|Max feeding a boar a Gatorade|
I then got to climb from pen to pen with Kirk (my Iowa dad), his friend from Missouri, Jesse, and Jesse’s five-year old son, Max. We spent this time looking at the young pigs, sorting through gilts and sows, and discussing pedigrees with genetic lines that go back to the early nineties. While many people would think that sounds crazy, standing there listening to the conversations taking place, I got to see two individuals talk with passion in their eyes about the swine industry and ways to help it progress. Even little Max was in on it. He came walking over to us after looking at the pens and pens of boars to say “Kirk, you have some very impressive boars.” I just smiled and laughed, thinking that the ordinary 5-year old probably doesn’t talk about boars everyday.
|It takes many moving parts to get the best picture|
The main task of the day was to take pictures of some of the elite breeding stock on the farm. We would wash the pigs and then take them to a big grassy area to capture the perfect shot. It takes a lot of patience, creativity and perfect timing to get those photos, but the end result is highly satisfying. Several hours and over 400 photos later, it was time to call it a day for the pig photo shoot.

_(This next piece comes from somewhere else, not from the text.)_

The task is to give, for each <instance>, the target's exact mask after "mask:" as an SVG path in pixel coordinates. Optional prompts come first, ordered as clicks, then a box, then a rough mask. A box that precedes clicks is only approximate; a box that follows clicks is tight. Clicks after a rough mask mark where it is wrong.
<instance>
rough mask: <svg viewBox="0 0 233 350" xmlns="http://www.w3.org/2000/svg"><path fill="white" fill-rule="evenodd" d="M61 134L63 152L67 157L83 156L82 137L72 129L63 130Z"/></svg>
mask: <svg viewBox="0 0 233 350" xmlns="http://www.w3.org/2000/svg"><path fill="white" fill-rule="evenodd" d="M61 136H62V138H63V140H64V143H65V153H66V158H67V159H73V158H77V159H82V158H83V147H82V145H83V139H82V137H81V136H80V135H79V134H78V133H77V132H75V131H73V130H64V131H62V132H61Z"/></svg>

As the sun began to set on Saturday evening, Jerra (my Iowa mom) and I worked on feeding the pigs their second meal of the day while the boys snuck in one last picture of a boar before the sun was all the way gone. After finishing up the evening chores, we gathered in the kitchen where Jerra had whipped up my favorite lasagna and cherry pie. Exhausted from a long day at the farm, and full from supper, we all talked late into the night about hogs, dogs and the livestock industry. One quote that resonated with me came from a conversation Kirk had had a few years back with another swine enthusiast. He said “When leaders begin to follow, the breed will fail to progress.” I think that line is one that could be taken and applied to many different aspects of life.
|Kirk feeding sows at the bunk|
As I sit on here on Monday back at school and reflecting on the weekend, I can’t help but realize I have been blessed to have the weekend I did. It’s not very often that you find a warm sunny Iowa day in mid November, with views of harvested corn fields, all while being surrounded by people that share the same passion as you. A wise person once told me “Don’t let school get in the way of your education.” I didn’t know what that meant at the time it was said to me, but after this weekend I finally do. The classroom is a valuable place to pick up facts, but it’s the unscripted days that I have spent in Iowa outside the walls of a classroom that I have learned the most. At the end of the day, agriculture is a way of life, and it’s the people that make it worthwhile.